4th mayor of Warren, Michigan
- In office April 1967 – November 6, 1981
- Preceded by: William (Bill) Shaw
- Succeeded by: James R. Randlett

Personal details
- Born: September 30, 1926 Detroit, Michigan
- Died: February 20, 2011 (aged 84) Traverse City, Michigan
- Party: Democrat
- Education: Lincoln High School (Warren, Michigan)

= Ted Bates (politician) =

American politician (1926–2011)

Ted Bates (September 30, 1926 – February 20, 2011) was a politician from Michigan. He was the longest-serving mayor of Warren, Michigan. Warren is the largest city in Macomb County, the third-largest city in Michigan, and Metro Detroit's largest suburb.

Bates served as mayor for longer than any of the prior eight Warren mayors since the city was converted from a village to a city form of government in 1957. He challenged federal officials over low-income housing. Before he first decided to run for mayor he was the city treasurer. He initially had backing from the political machine of Warren's first mayor, Arthur J. Miller, which enabled him to defeat his predecessor, three-term incumbent William "Bill" Shaw.
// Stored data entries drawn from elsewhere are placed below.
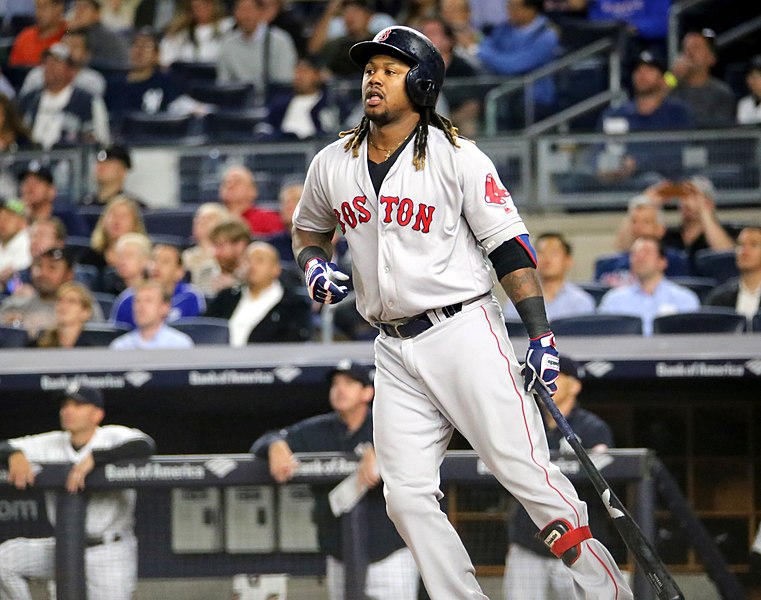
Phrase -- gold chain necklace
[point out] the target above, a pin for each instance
(388, 151)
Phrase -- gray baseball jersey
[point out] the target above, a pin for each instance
(413, 246)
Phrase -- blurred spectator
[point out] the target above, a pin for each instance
(61, 113)
(743, 293)
(457, 14)
(14, 134)
(699, 226)
(33, 307)
(121, 215)
(238, 192)
(107, 48)
(356, 17)
(85, 78)
(32, 41)
(15, 247)
(644, 218)
(151, 309)
(145, 87)
(526, 41)
(132, 256)
(276, 14)
(38, 191)
(230, 240)
(651, 109)
(112, 165)
(332, 25)
(255, 52)
(196, 32)
(199, 260)
(288, 198)
(263, 310)
(165, 267)
(749, 107)
(711, 101)
(303, 111)
(554, 260)
(464, 101)
(73, 308)
(651, 295)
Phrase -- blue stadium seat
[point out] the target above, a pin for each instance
(13, 337)
(204, 330)
(720, 265)
(177, 222)
(707, 320)
(598, 324)
(100, 334)
(224, 96)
A strike by the city's sanitation workers also contributed to this outcome.

He led Warren's protest against the United States Department of Housing and Urban Development (HUD) in the 1970s, when it attempted to require Warren to desegregate the suburbs by developing low-income housing. Angry protesters began rocking former Michigan governor and HUD Secretary George Romney's car when he visited Lincoln High School to explain the federal government's stance on the matter. He escaped the crowd with help from the state police.

Bates was a World War II Navy veteran. His rank was seaman first class.